Florida in the Civil War
Robert Watson - Civil War Diary
(From: Robert Watson Diary, 1861-1865, Collection M76-139)
The following are excerpts from Robert Watson's diary. Watson's diary is arguably the most detailed and complete diary kept by a Floridian during the Civil War, and it is certainly unique in documenting the activities of a Floridian who served in the Confederate States Navy.
“Owing to the political affairs of the country and the Federal troops having possession of this place, and as it is rather unsafe for a southern man to live here, I have determined to leave in disgust…”
Key West September 27th
Owing to the political affairs of the country and the Federal troops having possession of this place, and as it is rather unsafe for a southern man to live here, I have determined to leave in disgust, consequently I left today in the schooner Lady Bannerman for the Bahama Islands, in company with Canfield, Sawyer, Lowe and several others. The schooner has on board 55 passengers in all, the most of which are women and children.
Arrived at Bay Honda at 9 o’clock AM, all hands bright. Wm. Sawyer, Alfred Lowe, Canfield and others went on shore [to] catch crabs while I stayed on board making love to Miss L. Got under way about 2 o’clock PM and arrived at Knights Key at 6 o’clock PM and came to anchor.
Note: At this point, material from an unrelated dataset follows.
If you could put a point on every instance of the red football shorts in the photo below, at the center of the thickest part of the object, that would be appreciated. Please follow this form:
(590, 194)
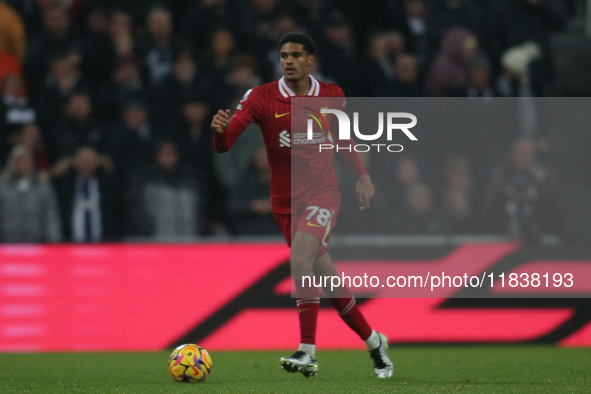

Got underway 5 o’clock AM and arrived at Indian Key at 12 o’clock N., landed, I and S[?]gleston Curry got a lot whisky, all hands took a drink and proceeded on our voyage.
Head wind and heavy sea in the Gulf.
Head wind and very rough, all of the female passengers sea sick, very sorry for them.
Made the Orange Keys about 3 o’clock PM with a fair wind, was greatly alarmed about 10 o’clock to hear the confusion on deck, carried away the jib and foresail, also the fore crosstree.